At first, Marley did not know what she wanted to do after graduate school, but she thought about where her passion lies. 

“When I thought about it, my dream job was teaching science at a small college,” Marley said. 

From this thought, Marley applied to different small universities throughout the country and settled on Doane after graduating in 2000, where she has been ever since. Marley said Doane felt like the best school for her because of the close community and great students and faculty she gets to work with.

Marley works with other science professors to create the best science department possible for Doane. One of the ways Marley collaborates is by co-teaching the Genetics courses with assistant professor of Biology, Dane Bowder. 

Bowder said he met Marley in 2008, when she was the professor of his Genetics class, along with some of his other science courses. 

“It is cool to be back now, teaching this class alongside her,” Bowder said.

Developing this professional relationship with someone who was once his professor is a unique experience, and Marley is a great mentor to both him and other professors and students within the science department Bowder said.

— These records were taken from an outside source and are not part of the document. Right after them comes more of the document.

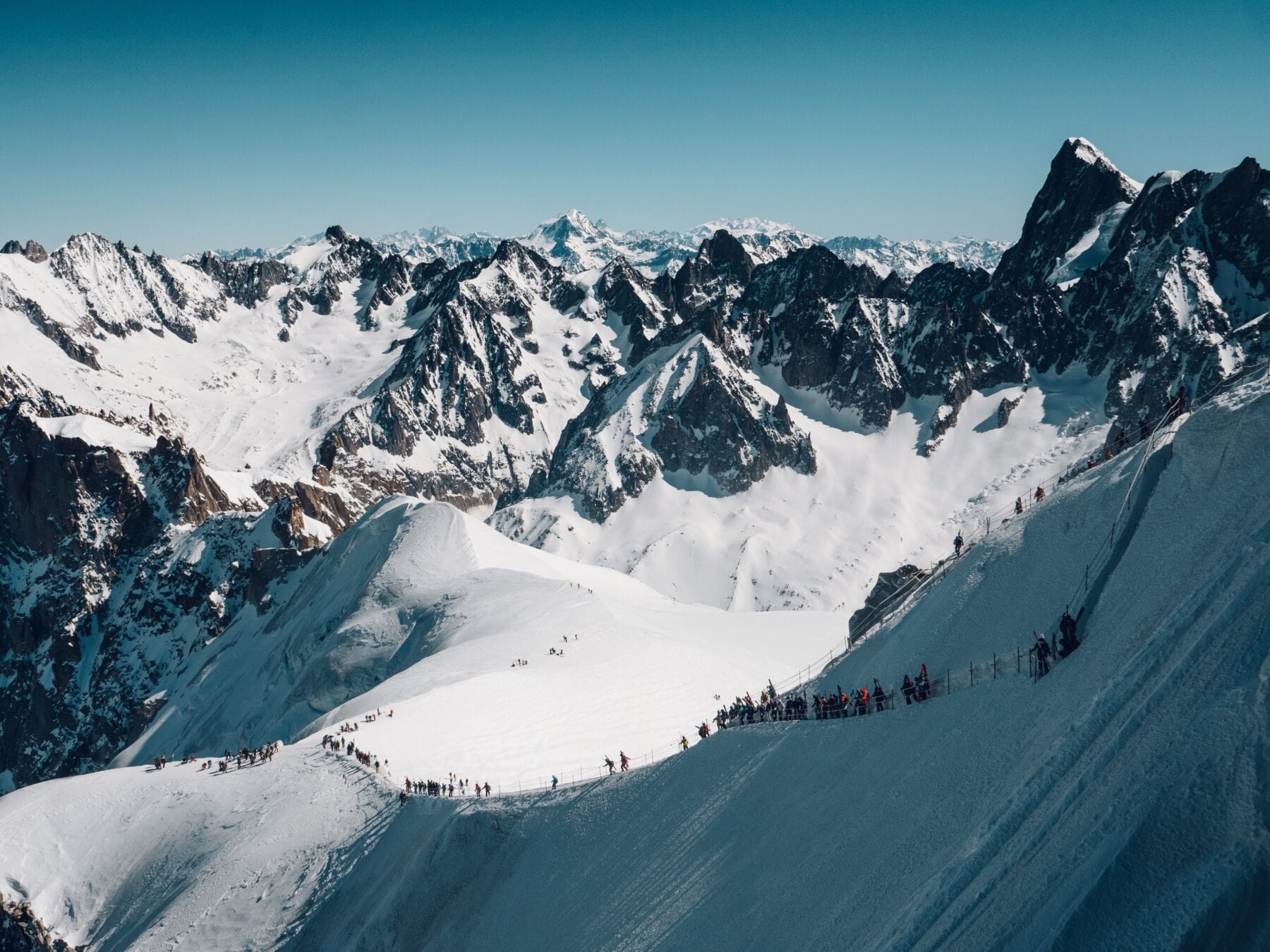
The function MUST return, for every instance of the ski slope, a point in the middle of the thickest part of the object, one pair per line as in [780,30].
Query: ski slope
[1122,801]
[423,611]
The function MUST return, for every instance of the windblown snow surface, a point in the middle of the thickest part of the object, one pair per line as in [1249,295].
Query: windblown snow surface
[1122,801]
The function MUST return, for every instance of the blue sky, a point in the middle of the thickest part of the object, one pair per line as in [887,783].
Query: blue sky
[192,126]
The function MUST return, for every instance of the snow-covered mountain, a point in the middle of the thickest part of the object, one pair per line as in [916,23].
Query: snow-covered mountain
[1119,801]
[577,244]
[179,439]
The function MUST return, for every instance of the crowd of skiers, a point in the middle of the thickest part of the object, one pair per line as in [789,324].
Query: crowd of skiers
[442,788]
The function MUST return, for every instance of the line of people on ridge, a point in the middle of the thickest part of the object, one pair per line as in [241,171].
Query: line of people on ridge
[442,788]
[249,755]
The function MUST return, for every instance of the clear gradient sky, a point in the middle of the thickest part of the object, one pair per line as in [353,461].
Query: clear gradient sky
[217,125]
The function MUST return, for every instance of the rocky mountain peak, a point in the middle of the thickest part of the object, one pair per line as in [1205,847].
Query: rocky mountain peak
[1081,190]
[32,252]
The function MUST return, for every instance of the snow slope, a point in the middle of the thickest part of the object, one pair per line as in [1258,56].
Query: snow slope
[423,611]
[1120,803]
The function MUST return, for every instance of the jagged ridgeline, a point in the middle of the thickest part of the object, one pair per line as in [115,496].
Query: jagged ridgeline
[177,436]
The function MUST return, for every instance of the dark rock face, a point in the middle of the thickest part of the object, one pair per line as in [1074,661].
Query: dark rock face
[385,277]
[903,578]
[1081,187]
[457,374]
[246,281]
[627,295]
[698,420]
[80,525]
[808,273]
[32,252]
[22,931]
[1189,266]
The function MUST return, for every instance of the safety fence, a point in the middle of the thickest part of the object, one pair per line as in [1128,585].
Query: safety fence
[1020,661]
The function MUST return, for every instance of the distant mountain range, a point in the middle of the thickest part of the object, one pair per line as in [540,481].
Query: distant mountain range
[577,244]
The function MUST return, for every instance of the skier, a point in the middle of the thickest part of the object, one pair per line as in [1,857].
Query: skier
[1068,642]
[1041,650]
[879,696]
[907,690]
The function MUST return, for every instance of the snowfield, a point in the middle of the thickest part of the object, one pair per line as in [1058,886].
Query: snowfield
[423,611]
[1122,801]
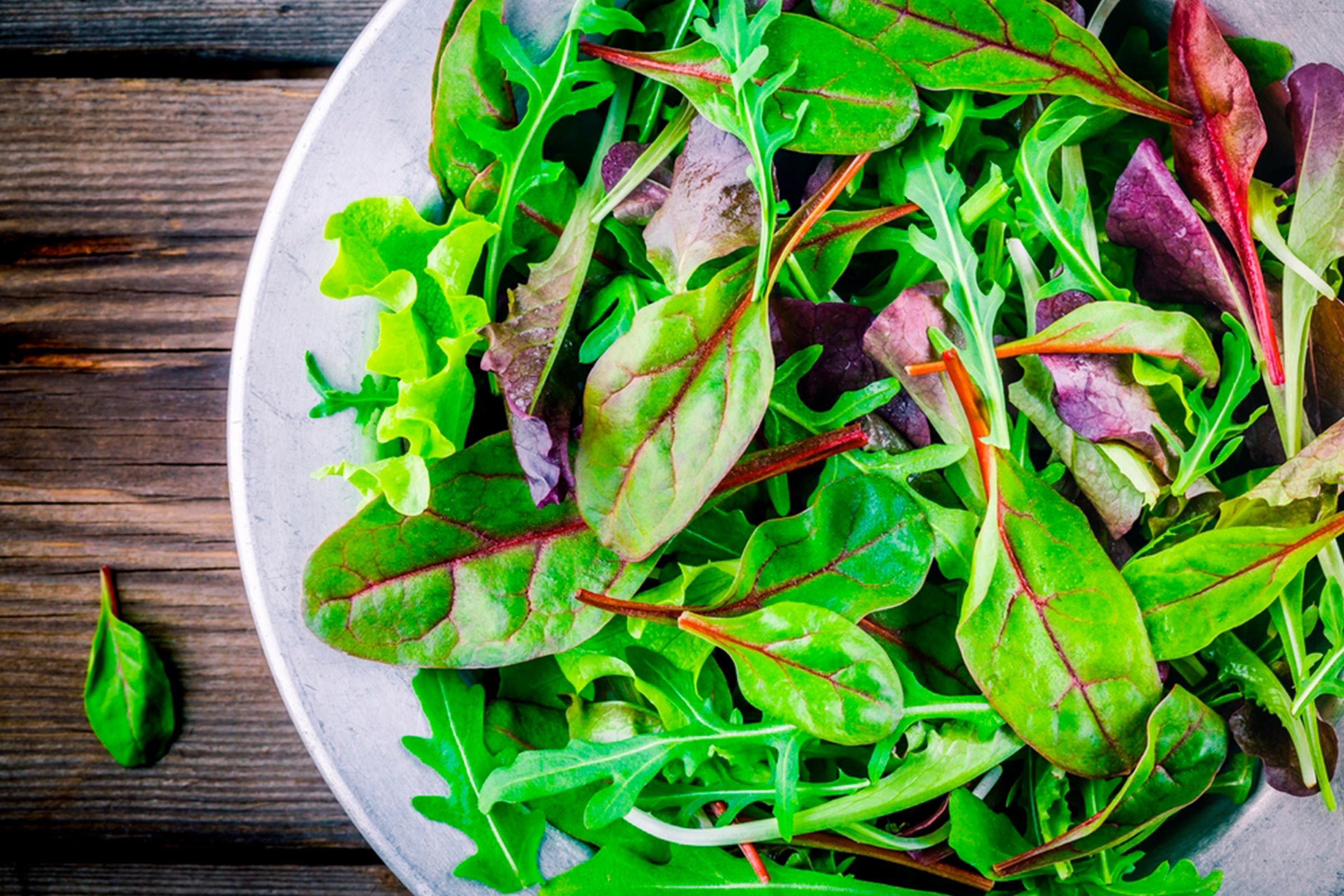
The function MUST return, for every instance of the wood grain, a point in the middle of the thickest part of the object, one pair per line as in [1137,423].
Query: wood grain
[69,36]
[127,214]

Marley loves to help others, though she is also taking time to focus on herself. She is still healing from a brain injury that occurred three and a half years ago. In Feb. 2016 a strong gust of wind caught her door which slammed into her shoulder, propelling her into the driver’s seat. However, her head did not clear the frame of the car, so the front right corner of her head collided with the frame. 

From this, Marley was diagnosed with a severe concussion and had to take five weeks off. 

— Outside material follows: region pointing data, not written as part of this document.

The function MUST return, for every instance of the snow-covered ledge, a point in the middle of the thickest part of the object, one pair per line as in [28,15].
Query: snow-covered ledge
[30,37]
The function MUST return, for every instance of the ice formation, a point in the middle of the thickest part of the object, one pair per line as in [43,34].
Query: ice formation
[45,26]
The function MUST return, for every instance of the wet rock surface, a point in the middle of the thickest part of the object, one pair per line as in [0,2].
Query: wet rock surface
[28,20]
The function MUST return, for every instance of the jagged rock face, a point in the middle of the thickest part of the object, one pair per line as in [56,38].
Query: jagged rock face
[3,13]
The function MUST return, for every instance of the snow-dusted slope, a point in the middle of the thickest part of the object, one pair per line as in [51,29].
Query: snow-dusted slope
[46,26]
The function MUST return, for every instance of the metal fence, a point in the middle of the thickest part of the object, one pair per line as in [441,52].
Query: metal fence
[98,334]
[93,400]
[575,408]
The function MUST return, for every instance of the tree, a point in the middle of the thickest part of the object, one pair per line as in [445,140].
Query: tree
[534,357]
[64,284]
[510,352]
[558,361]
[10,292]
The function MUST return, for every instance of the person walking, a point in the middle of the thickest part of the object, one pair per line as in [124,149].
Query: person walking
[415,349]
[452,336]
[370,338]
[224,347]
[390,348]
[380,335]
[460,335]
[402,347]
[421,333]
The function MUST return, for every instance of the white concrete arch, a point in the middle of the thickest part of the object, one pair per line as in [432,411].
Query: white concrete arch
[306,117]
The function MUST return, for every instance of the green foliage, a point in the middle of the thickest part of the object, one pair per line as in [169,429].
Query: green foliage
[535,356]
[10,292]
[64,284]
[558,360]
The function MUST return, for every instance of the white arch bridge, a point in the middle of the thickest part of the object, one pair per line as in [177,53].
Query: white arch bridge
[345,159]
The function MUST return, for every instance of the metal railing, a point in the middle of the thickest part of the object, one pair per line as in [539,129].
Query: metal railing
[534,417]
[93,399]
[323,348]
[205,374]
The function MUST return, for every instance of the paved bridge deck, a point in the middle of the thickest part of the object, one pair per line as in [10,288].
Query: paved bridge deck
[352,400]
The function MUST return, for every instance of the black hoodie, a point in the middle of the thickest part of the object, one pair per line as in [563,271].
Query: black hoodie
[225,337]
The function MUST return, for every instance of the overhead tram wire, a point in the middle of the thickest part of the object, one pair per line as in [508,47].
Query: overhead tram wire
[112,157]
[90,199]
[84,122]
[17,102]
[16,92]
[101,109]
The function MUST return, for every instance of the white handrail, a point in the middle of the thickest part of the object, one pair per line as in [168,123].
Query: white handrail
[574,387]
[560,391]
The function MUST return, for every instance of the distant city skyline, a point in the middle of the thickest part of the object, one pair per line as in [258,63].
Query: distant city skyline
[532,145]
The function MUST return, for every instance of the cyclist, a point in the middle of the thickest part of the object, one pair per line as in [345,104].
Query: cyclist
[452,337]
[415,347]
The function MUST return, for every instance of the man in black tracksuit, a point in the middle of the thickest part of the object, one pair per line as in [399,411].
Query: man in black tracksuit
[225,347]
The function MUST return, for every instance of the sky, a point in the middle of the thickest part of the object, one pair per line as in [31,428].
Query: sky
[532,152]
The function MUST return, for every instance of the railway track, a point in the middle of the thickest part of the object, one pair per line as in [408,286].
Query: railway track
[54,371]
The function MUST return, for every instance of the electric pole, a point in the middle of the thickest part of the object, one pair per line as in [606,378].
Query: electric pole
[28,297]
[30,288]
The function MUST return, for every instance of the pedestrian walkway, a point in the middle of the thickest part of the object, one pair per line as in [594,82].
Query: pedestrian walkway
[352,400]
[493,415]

“Right after, I had a permanent migraine,” Marley said. “I was left with balance and speech problems. I couldn’t concentrate or look at a computer screen and it hurt to read off of the paper.”

Her recovery took over a year and each day brought new struggles, both physically and mentally.

Since the accident, Marley has regained all cognitive and physical abilities, though she still gets migraines. Her red lensed glasses help with that. 

“Blue light wavelengths, the kind that light up electronic devices, trigger migraines. The red lenses on my glasses filter out blue light, which eases migraines,” Marley said.

In addition to wearing red-tinted lenses and a billed hat, Marley also does Aikido to gain balance back and control of her body. She said this activity brings her peace and composure she did not know she could have after her accident.

Along with lifestyle changes, this life-altering experience changed how Marley approached teaching. She says the accident gave her a new understanding of students with different abilities and the accommodations needed within the classroom, especially when it comes to concussions.

“I know what it was like trying to recover and be in the classroom, having done it myself,” Marley said. “I know what technology and strategies to use that can help make students’ transition easier.”

Marley can empathize with her students through unfortunate circumstances of her own, though she is not the type to let a visual impairment or any obstacle get in the way of giving her students and everything she does her all. It is this dedication to science, Doane and its students that make Marley a resilient and strong presence that is vital to a positive Doane experience.